The reason goes largely unstated, but whoever the president-to-be names as VP is also most likely to be his successor. And not just in case of death or resignation, but in another more important way.
Barring unforeseen circumstances, the person who is elected the vice president in November will become the prohibitive favorite for his or her party's nomination for the presidency in 2016.
Recent history shows the way. Since 1952, seven of the past 11 vice presidents have gained their parties' presidential nomination. This was a reversal of a historic norm that has still not fully been processed by the electorate. From 1836 until 1960, when Richard Nixon broke the streak, only vice presidents who moved up due to the death of a president were able to claim their parties' nomination for the presidency.

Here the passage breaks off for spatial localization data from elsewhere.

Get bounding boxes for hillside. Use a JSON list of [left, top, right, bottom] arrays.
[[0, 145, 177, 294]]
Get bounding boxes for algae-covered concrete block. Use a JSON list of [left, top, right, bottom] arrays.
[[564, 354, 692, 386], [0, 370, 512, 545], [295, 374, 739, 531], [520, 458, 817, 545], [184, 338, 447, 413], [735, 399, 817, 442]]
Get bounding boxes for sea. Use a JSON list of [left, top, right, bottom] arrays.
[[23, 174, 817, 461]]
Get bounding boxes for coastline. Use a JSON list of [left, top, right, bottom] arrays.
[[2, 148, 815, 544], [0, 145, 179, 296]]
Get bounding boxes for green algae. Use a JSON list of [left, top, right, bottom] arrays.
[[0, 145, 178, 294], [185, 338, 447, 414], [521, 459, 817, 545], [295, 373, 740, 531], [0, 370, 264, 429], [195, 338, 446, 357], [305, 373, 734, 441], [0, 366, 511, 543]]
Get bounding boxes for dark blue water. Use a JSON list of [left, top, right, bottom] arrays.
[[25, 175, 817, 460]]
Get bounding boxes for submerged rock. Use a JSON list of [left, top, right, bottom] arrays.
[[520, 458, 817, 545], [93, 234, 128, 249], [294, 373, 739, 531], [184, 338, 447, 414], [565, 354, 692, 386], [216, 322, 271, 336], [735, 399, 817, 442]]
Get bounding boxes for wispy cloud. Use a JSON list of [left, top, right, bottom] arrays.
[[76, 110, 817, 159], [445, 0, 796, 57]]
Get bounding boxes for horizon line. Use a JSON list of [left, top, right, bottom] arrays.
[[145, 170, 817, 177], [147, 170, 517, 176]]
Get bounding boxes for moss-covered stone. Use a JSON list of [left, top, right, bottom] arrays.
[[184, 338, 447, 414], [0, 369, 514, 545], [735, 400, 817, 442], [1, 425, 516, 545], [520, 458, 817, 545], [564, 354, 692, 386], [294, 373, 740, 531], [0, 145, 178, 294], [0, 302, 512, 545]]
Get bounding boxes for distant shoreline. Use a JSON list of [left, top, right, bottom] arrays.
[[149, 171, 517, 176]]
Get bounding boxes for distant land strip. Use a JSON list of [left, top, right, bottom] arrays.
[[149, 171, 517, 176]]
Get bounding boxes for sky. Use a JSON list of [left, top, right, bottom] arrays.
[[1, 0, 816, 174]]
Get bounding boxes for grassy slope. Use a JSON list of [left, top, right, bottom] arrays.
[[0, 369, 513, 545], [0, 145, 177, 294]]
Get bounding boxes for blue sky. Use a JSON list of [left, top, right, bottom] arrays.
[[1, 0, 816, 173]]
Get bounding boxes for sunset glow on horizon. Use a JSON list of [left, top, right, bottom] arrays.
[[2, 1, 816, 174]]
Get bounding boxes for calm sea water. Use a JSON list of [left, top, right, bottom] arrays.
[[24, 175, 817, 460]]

But since then, all but the disgraced Spiro Agnew, the deceased Nelson Rockefeller, the ridiculed Dan Quayle, and Dick Cheney (who has suffered heart trouble), were chosen to serve as standard-bearers for their party in a presidential race.

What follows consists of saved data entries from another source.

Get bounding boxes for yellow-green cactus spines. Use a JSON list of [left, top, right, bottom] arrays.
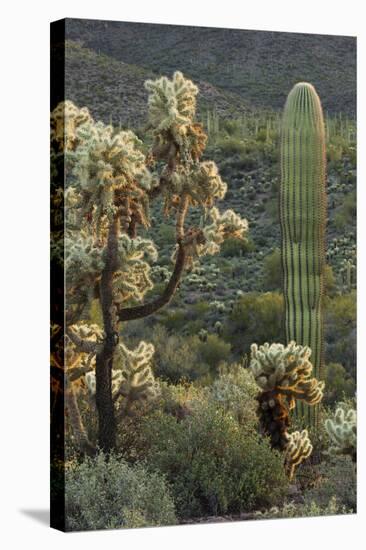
[[250, 341, 324, 477], [284, 430, 313, 480], [280, 82, 327, 425], [325, 406, 357, 462], [85, 341, 159, 418]]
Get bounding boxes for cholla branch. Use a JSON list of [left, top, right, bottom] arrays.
[[250, 341, 325, 478]]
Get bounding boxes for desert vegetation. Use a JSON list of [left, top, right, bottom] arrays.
[[51, 38, 356, 530]]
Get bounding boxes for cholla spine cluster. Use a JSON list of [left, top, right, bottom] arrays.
[[250, 341, 324, 478], [144, 70, 199, 146], [51, 100, 92, 151], [325, 406, 356, 462], [112, 235, 158, 303], [250, 341, 324, 405], [86, 341, 159, 416], [284, 430, 312, 480], [173, 206, 248, 266]]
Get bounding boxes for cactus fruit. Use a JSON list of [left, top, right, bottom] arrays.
[[325, 406, 357, 462], [250, 341, 324, 477], [280, 82, 327, 425]]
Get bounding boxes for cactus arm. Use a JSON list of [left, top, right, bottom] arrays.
[[66, 328, 99, 354], [118, 241, 186, 321]]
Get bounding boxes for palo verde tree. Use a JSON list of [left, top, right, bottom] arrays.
[[51, 72, 248, 452]]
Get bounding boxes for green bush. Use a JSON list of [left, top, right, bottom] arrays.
[[196, 333, 231, 373], [65, 452, 176, 531], [217, 135, 247, 155], [324, 363, 356, 406], [151, 325, 209, 382], [209, 363, 258, 427], [262, 248, 282, 290], [221, 236, 255, 257], [334, 191, 356, 230], [141, 403, 288, 518], [324, 292, 356, 377], [224, 292, 284, 357]]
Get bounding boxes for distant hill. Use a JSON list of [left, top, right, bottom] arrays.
[[65, 18, 356, 117], [64, 41, 253, 128]]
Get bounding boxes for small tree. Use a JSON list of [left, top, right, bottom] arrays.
[[51, 72, 248, 452]]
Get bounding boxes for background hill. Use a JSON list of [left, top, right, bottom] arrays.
[[65, 18, 356, 118]]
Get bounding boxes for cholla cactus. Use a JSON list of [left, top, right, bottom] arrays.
[[150, 265, 171, 283], [72, 121, 151, 234], [86, 341, 158, 417], [65, 234, 104, 290], [65, 323, 104, 455], [53, 72, 249, 451], [325, 406, 357, 462], [51, 100, 92, 151], [284, 430, 313, 480], [202, 207, 249, 256], [112, 234, 158, 304], [144, 71, 202, 153], [250, 341, 324, 406], [174, 207, 248, 267], [250, 341, 324, 477], [167, 161, 227, 208]]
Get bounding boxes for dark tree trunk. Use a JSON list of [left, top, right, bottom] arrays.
[[95, 216, 120, 452]]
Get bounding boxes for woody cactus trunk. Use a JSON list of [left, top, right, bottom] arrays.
[[280, 82, 327, 426]]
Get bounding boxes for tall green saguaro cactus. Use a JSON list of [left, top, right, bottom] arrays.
[[280, 83, 327, 425]]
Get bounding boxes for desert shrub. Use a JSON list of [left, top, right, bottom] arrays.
[[141, 403, 288, 518], [334, 190, 356, 230], [262, 248, 282, 290], [158, 222, 175, 244], [221, 119, 242, 136], [303, 456, 356, 512], [195, 333, 231, 373], [255, 495, 352, 519], [221, 236, 255, 257], [160, 308, 188, 332], [65, 452, 176, 531], [217, 135, 246, 155], [324, 264, 337, 296], [192, 300, 211, 317], [324, 363, 356, 406], [209, 363, 258, 427], [150, 325, 209, 382], [324, 292, 356, 377], [224, 292, 284, 356]]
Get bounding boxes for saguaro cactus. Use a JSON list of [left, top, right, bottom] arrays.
[[280, 82, 327, 424]]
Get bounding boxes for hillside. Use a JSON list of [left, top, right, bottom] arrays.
[[65, 18, 356, 116], [64, 41, 253, 128]]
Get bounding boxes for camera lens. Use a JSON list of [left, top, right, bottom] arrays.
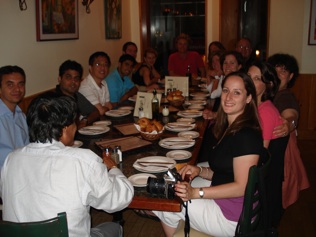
[[147, 177, 166, 197]]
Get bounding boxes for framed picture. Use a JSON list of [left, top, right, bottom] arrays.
[[36, 0, 78, 41], [308, 0, 316, 45], [104, 0, 122, 39]]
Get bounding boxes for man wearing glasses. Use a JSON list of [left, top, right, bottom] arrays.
[[235, 37, 255, 70], [79, 51, 113, 115]]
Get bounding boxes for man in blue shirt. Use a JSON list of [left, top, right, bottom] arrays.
[[105, 54, 138, 107], [0, 65, 29, 169]]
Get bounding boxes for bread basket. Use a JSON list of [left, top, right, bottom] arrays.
[[167, 98, 185, 108], [134, 123, 164, 141]]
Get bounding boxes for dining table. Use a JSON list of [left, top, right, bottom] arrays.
[[75, 82, 211, 213]]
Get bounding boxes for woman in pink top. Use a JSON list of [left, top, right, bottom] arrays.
[[247, 61, 283, 148]]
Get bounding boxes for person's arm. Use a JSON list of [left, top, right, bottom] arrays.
[[141, 67, 158, 86], [118, 86, 138, 105], [273, 108, 299, 137], [175, 154, 259, 202], [94, 103, 112, 115]]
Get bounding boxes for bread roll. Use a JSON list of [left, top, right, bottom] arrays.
[[152, 120, 163, 132], [138, 117, 150, 129]]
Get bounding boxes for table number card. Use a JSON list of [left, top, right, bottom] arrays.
[[164, 76, 189, 96], [133, 92, 162, 119]]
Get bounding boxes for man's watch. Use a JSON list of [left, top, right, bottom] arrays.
[[199, 188, 204, 198]]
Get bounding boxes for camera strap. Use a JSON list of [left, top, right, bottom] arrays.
[[183, 200, 191, 237]]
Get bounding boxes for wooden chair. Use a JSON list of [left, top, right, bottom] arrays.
[[0, 212, 69, 237], [174, 149, 271, 237]]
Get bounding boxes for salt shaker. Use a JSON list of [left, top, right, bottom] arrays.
[[111, 147, 119, 164], [115, 145, 122, 163], [138, 107, 144, 118], [162, 105, 169, 116]]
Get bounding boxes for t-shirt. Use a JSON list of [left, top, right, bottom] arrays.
[[105, 69, 135, 103], [258, 100, 283, 140], [132, 64, 151, 86], [273, 89, 299, 114], [168, 51, 204, 76], [209, 127, 263, 221]]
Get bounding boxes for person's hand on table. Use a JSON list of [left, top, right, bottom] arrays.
[[273, 116, 290, 138], [203, 108, 216, 120]]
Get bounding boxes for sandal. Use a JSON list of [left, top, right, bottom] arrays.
[[133, 209, 160, 222]]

There is little reason to believe this will change. People, including presidents, may view vice presidential succession as the equivalent of voter ratification of their presidential term.
There are other reasons that this choice of vice presidents is particularly important. Vice presidents have increasingly become players in politics and governing.
Dick Cheney, widely seen as the single most powerful person in the Bush administration, is just the latest example of this trend. While for years the position was seen as "not worth a bucket of warm spit" – in the cleaned-up gibe of FDR's first vice president John Nance Garner – it has grown to be an important component in the executive branch.
Starting with Harry Truman's decision to make the VP a member of the National Security Council, presidents have added to their running mate's portfolio, giving them key political and policy roles to play. This is actually a wise move by presidents. The VPs are frequently old political hands, with contacts and experience independent of the president, which can help craft and enact policy.
In a similar vein, the vice president is one of the only executive officials in the presidential administration that the president cannot get rid of during an initial term. Presidents can fire the entire cabinet, replace all the generals and even divorce a spouse and disown a child, but they have no power to act against the vice president. It is a choice that presidents have to live with – and sometimes, live down.
Since vice presidents have their own ambitions and most likely have a bit of a power base to go with it, the president must keep VPs involved and engaged in their administration.
After all, it is not unheard-of for a vice president to rebel against a president. Garner opposed Roosevelt at the end of his second term, and it had a disastrous effect on the president's policy plans. Giving the vice president a real role reduces or eliminates potential friction that can damage a presidency.
Vice presidential selection is set to be one of the focuses of the campaign battlefield for the next several months. There will be a lot of armchair quarterbacking that focuses on the electoral benefits of possible candidates. But that debate misses the bigger picture.
The VP selection is not just some short-term decision. It is the campaign move most likely to shape both this coming presidency and the next.
Joshua Spivak, a public relations executive and attorney, is a research fellow at the Hugh L. Carey Center for Government Reform at Wagner College, in Long Island, N.Y.